You can use this to easily determine what code is causing the deadlock on your UI thread.
Try changing your Thread Start code to Thread.Start() instead of BeginInvoke(). BeginInvoke does not keep threads tryky seperate from your UI, as it and it may be interacting strangely with DoEvents. You can read up on BeginInvoke and how it works here: http://www.codeproject.com/KB/cs/begininvoke.aspx
Also, DoEvents is NEVER necessary in an application, and can cause a lot of unexpected behavior. Use threadding with UI calls wrapped in a Control.Invoke(...) statement. If you're using .NET 3.5+, you can make this easy with delegates that look like this: Invoke((Action)delegate() {*code goes here*});
We have a SmartClient built in C# that stubornly remains open when the PC its running on is being restarted. This halts the restart process unless the user first closes the SmartClient or there is some other manual intervention.

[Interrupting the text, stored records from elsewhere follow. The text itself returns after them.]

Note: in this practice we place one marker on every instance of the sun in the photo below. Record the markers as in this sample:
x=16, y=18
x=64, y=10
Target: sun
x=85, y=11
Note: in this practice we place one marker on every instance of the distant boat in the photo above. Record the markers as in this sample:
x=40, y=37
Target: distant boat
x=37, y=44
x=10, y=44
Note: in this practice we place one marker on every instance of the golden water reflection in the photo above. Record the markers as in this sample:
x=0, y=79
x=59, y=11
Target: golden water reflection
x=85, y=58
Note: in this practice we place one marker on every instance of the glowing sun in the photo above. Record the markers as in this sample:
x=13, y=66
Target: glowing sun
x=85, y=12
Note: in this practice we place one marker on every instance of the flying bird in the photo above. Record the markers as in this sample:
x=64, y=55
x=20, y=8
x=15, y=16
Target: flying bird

This is causing problems when the infrastructure team remotely installs new software that requires a machine reboot.
Any ideas for getting the SmartClient app to recognize the shutdown/restart event from Windows and gracefully kill itself?
UPDATE:
This is a highly threaded application with multiple gui threads. yes, multiple gui threads. Its really a consolidation of many project that in and of themselves could be standalone applications - all of which are launched and managed from a single exe that centralizes those management methods and keeps track of those threads. I don't believe using background threads is an option.
OK, if you have access to the app, you can handle the SessionEnded event.
...
Microsoft.Win32.SystemEvents.SessionEnded +=new
Microsoft.Win32.SessionEndedEventHandler(shutdownHandler);
...
private void shutdownHandler(object sender, Microsoft.Win32.SessionEndedEventArgs e) {
// Do stuff
}
It must be a thread that continues to run preventing your application to close. If you are using threading an easy fix would be to set it to background.
A thread is either a background thread or a foreground thread. Background threads are identical to foreground threads, except that background threads do not prevent a process from terminating. Once all foreground threads belonging to a process have terminated, the common language runtime ends the process. Any remaining background threads are stopped and do not complete.
http://msdn.microsoft.com/en-us/library/system.threading.thread.isbackground.aspx
When a user is logging off or Windows is being shut down, WM_QUERYENDSESSION message is sent to all top-level windows. See MSDN documentation here.
The default behavior of a WinForm application in response to this message is to trigger the FormClosing event with CloseReason == WindowsShutDown or others. The event handler though can choose to be stubborn and refuse to shut the app down, thus keeping the system running.
Check FormClosing handlers of your applications. Maybe there is something in there. I've seen this kind of stuff a couple of times.
Or maybe the .Net app is ignoring close or quit messages on purpose?
Background threads was a quick and dirty solution, best solution is to use synchronization objects (ManualResetEvent, Mutex or something else) to stop the other threads;
Or else keep track of all your opened windows and sent WM_CLOSE message when main app closes.
You have to give more information about how do you start those GUI applications. maybe you start one thread for each application and call Application.Run(new Form1()); ?
You may also look into creating a AppDomain for each GUI Application
Normally a .Net app would respond correctly- at least, that's the 'out of the box' behavior. If it's not, there could be a number of things going on. My best guess without knowing anything more about your program is that you have a long-running process going in the main UI thread that's preventing the app from responding to window messages.